Creo haberte amado siempre. Antes de haberte conocido, mucho antes, mi alma te buscaba y
cuando te vi me dije: «He aquí al que buscas». Yo creo que te he encontrado, porque así lo siente
mi alma”. Jesús: “Tú lo dices Juan y estás en lo justo. También Yo he venido hacia ti porque mi
alma te ha sentido. ¿Durante cuánto tiempo me amarás?”. Juan: “Siempre, Maestro. Ya no quiero
amar a otra cosa que no seas Tú”. Jesús: “Tienes padre, madre, hermanos y hermanas; tienes la
vida, y, con la vida, la mujer y el amor. ¿Serás capaz de dejar todo eso por Mí?”. Juan: “Maestro…

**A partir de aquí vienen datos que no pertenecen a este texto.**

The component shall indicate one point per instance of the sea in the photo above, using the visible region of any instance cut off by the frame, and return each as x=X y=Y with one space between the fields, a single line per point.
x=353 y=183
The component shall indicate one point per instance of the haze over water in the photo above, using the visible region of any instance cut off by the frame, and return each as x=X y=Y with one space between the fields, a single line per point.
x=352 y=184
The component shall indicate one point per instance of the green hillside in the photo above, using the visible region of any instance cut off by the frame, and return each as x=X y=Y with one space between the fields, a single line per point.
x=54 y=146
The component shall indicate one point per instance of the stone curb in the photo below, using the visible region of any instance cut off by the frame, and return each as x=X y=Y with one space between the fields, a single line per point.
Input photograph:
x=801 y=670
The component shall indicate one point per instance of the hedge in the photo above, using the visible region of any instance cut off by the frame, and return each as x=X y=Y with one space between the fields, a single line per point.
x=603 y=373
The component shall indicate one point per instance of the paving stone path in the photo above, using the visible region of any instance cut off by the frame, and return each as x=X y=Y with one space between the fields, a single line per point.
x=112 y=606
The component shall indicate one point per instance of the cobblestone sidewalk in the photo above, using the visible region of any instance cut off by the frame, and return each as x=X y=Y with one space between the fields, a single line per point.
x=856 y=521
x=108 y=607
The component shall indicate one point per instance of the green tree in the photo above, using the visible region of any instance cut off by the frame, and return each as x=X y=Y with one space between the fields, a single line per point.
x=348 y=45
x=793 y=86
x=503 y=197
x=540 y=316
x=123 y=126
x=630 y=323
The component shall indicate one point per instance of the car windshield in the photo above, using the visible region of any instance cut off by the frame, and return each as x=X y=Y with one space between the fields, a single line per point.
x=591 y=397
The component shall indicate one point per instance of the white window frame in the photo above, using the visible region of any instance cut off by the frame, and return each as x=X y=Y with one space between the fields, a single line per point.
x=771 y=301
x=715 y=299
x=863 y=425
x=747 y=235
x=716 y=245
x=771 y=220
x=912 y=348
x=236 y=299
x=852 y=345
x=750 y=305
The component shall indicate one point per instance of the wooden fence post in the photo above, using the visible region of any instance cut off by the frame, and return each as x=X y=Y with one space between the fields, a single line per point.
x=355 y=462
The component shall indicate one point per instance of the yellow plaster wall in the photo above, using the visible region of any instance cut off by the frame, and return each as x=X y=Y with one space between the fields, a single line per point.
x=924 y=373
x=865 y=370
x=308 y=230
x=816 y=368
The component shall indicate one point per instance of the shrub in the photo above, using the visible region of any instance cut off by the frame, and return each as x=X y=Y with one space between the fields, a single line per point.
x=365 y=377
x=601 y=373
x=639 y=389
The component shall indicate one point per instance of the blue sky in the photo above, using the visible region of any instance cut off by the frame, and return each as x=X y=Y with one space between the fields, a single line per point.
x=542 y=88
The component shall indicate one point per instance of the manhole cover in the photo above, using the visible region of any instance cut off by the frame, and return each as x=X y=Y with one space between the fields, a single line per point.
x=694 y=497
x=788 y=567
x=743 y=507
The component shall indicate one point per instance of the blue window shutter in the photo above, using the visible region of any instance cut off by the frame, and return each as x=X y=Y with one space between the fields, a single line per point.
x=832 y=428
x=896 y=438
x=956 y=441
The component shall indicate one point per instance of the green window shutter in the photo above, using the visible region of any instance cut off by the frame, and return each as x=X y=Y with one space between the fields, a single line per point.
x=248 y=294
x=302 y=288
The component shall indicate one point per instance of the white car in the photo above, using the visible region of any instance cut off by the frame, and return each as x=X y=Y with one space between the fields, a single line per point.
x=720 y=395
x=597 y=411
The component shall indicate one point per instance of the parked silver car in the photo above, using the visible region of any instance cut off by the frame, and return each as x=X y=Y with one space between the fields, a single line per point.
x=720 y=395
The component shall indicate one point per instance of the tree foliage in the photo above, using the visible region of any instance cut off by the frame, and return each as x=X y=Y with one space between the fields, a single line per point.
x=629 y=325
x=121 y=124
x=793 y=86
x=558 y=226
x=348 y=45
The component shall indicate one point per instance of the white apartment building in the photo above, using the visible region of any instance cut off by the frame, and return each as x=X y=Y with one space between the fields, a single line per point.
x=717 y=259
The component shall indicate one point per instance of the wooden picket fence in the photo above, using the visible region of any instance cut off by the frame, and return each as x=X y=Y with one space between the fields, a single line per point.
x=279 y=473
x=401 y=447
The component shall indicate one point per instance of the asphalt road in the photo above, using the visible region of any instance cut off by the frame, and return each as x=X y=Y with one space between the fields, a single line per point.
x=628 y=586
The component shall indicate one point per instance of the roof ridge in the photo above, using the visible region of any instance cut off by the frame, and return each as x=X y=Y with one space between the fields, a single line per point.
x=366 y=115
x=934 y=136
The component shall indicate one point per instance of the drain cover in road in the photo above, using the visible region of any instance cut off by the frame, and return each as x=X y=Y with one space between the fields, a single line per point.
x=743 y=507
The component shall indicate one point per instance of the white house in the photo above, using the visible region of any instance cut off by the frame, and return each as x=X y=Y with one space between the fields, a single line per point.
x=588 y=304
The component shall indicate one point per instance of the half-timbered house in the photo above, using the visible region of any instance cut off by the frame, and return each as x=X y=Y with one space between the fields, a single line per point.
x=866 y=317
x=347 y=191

no lo sé… pero me parece, si no es soberbia el decirlo, que tu amor ocupará en mí el lugar de
padre, madre, hermanos y hermanas y aún el de mujer. Estaré satisfecho, completamente
satisfecho, si Tú me amas”. Jesús: “¿Si mi amor te causare dolores y persecuciones?”. Juan: “No
serán nada si Tú me amas”. Jesús: “¿Y el día en que debiese morir…?”. Juan: “No. Eres joven,
Maestro… ¿Por qué morir?”. Jesús: “Porque el Mesías ha venido a predicar la Ley en su verdad y a
llevar a cabo la Redención. El mundo aborrece la Ley y no quiere redención. Por esto persigue a los
enviados de Dios”. Juan: “¡Oh, que esto no suceda! ¡No des este anuncio de muerte a quien te
ama!… Pero aunque tuvieras que morir, yo te seguiría amando. ■ ¡Permíteme que te ame!”. Juan
tiene una mirada suplicante. Mucho más inclinado que antes, camina al lado de Jesús, parece
como si le mendigara amor. Jesús se detiene. Le mira, le atraviesa con la mirada de sus profundos
ojos, y, poniéndole la mano sobre su cabeza inclinada, le dice: “Quiero que tú me ames”. Juan está
feliz y exclama: “¡Oh Maestro!”. Por más que en su pupila brille una lágrima, ríe con esa boca suya
bien formada; toma la mano divina, la besa en el dorso y la aprieta sobre su corazón.